There is an extreme darkness to the story, which becomes enveloping and disturbing. The visual foreshadowing also is subtle, but it’s really effective.
And the color palette gives this an older feeling. I mean, it’s not quite a sepia tone, but it’s certainly earthy and a little drab.
I actually enjoyed this movie the more I sat with it, as I played scenes and sequences over and over in my mind, the ramifications for decisions and the character arcs haunted me in a really good way.
I mean, I couldn’t shake the end. It was masterfully brought about. So when we see a character running and jumping onto something, we can see the completion of a patiently executed story arc, and I just loved it.
#10. Shang-Chi and The Legend of The Ten Rings (2021)
All right, so I am a Marvel fanboy. Not that I think they can do no wrong, but just that I go in as a fan expecting to have a really great time. Well,with Shang-Chi and The Legend of The Ten Rings, I was blown away.
This being a superhero movie, we expect some big fun action and this delivers, but in a way we’ve not really seen before in a Marvel movie.
I loved the addition of the kung fu. I mean, it’s such beautiful and powerful fighting style, which then the movie takes full advantage of showing.
The camerawork is stunning. There were multiple times where I was trying to figure out just how they were able to capture the action because the actors are in these crazy positions and locations.
And all the while we’ve got the camera flying in and around to put us right in the middle of the action.

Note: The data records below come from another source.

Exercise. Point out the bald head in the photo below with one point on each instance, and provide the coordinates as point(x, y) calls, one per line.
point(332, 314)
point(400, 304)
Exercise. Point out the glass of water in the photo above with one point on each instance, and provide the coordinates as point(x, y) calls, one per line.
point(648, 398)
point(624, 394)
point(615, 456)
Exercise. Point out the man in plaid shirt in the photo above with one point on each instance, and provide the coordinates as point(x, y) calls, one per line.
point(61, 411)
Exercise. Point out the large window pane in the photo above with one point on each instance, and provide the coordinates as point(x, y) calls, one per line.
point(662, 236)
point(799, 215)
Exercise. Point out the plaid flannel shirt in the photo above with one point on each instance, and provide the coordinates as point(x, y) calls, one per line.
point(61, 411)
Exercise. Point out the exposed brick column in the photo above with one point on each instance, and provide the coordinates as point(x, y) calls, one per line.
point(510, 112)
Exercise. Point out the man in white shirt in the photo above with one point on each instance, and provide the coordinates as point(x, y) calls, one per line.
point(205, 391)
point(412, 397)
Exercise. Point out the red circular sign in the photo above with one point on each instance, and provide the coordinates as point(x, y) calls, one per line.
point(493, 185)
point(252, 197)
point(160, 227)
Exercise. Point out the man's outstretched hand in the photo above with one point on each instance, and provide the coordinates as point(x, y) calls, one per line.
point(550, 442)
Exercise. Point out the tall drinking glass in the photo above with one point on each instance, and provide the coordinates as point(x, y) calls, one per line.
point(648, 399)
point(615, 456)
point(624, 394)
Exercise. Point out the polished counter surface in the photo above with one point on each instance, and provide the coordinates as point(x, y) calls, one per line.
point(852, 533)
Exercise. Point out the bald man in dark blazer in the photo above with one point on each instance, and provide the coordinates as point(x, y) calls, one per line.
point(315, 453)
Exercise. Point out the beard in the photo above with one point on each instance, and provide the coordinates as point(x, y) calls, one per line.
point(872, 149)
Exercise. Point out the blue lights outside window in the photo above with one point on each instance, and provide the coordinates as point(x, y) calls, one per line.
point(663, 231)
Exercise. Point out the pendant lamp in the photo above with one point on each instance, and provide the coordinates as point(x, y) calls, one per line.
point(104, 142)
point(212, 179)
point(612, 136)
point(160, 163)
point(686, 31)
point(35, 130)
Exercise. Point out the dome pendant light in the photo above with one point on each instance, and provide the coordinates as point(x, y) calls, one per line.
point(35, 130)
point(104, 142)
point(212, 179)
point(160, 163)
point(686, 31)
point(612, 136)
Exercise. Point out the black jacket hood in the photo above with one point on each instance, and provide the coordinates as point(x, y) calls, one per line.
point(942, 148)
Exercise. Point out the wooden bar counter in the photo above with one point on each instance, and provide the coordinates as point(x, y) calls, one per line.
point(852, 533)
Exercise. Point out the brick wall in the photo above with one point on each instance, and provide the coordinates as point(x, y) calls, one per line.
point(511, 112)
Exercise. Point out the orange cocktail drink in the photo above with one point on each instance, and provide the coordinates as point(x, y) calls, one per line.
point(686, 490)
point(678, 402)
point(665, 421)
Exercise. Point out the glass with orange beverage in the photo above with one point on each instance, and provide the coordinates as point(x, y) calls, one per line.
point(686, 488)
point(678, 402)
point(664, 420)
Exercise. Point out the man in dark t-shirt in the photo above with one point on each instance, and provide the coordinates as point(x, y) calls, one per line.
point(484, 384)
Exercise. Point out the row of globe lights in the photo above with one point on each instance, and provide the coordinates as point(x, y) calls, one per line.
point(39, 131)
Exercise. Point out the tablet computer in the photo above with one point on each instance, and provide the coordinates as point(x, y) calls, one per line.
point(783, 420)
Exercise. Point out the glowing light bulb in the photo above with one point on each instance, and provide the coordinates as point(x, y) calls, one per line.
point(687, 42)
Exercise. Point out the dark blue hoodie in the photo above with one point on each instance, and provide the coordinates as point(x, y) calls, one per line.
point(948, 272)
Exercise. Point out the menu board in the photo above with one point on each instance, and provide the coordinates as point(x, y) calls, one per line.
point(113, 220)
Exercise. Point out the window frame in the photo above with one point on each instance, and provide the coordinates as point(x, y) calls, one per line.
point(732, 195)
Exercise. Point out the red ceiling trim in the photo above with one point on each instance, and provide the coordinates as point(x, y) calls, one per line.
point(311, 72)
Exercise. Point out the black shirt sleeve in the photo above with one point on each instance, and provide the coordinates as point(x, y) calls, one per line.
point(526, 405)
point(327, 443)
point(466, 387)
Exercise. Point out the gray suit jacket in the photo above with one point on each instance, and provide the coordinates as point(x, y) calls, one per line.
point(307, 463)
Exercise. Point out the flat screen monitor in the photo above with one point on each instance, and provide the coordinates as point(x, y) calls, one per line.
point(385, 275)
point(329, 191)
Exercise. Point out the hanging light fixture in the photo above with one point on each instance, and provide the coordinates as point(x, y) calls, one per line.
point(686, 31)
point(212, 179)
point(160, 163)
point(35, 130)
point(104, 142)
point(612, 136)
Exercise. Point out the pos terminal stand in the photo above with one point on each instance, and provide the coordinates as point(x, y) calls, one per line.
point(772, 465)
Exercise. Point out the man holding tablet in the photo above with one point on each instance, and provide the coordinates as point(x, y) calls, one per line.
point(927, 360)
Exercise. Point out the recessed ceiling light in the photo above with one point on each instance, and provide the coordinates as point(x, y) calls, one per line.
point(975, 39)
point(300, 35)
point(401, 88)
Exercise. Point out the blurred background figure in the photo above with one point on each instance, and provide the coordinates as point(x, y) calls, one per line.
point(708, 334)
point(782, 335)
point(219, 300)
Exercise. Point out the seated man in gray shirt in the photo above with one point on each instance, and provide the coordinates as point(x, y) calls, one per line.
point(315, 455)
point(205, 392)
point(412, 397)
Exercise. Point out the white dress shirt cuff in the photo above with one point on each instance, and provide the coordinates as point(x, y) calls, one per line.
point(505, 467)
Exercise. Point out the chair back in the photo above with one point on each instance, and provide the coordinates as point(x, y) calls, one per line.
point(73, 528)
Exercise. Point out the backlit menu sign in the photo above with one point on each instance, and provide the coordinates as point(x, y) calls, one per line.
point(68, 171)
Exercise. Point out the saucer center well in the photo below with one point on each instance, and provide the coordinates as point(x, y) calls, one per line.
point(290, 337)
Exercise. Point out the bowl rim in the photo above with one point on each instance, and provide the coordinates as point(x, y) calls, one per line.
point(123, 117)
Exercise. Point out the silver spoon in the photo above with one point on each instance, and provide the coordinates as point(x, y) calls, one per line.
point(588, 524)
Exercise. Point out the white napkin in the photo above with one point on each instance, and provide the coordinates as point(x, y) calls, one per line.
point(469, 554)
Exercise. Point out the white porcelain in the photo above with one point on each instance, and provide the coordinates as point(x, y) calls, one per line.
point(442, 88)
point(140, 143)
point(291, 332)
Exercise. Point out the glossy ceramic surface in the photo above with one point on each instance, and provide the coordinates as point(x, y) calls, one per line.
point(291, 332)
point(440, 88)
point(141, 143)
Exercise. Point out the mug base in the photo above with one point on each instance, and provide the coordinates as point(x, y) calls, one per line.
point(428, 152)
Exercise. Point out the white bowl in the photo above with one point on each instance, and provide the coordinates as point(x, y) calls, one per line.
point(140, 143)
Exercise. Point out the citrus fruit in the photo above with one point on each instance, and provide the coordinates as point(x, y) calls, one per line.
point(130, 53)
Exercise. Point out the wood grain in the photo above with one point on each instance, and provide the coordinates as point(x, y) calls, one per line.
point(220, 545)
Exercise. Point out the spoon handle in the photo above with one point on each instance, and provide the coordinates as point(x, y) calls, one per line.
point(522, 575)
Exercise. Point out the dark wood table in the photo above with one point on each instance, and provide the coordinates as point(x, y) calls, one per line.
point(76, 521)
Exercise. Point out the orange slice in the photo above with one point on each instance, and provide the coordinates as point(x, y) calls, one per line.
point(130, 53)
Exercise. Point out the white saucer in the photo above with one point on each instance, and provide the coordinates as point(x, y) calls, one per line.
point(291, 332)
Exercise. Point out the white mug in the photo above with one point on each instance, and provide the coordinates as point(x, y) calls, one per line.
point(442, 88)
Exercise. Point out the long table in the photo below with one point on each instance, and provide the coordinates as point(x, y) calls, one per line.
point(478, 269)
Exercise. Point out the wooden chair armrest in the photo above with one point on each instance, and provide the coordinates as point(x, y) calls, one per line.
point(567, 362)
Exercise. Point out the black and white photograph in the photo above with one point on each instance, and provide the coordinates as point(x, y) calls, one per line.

I mean, exciting isn’t even the right term. It was thrilling and magnificent. And then when you couple that with the insane choreography and stunts, it was awesome.
The special effects in this are so well done. We get to see some imaginative creatures that look amazing as they come alive and they take part than in the action.
The coupling of Simu Liu and Awkwafina, I mean, it was outstanding. They work well together, and I really loved how Awkwafina gets to shine as sort of a hero also.
The martial arts are spectacular to watch, and I really love the infusion of some of the wirework that we’ve seen before in films like Hero or Crouching Tiger Hidden Dragon.
Now I’m excited to see where this goes when Shang-Chi returns, and I love what can also mean for the MCU as it broadens the horizons with more cultures that are represented.
All right, so that’s my list. I’d really love to know what’s on your top list, though. Please share in the comments below.
I’m really looking forward to 2022 and all that’s in store entertainment-wise. I’m also really, truly thankful that you choose to spend some time with me in these reviews. I hope you’ve had a wonderful start to the new year and that it is an awesome one for you.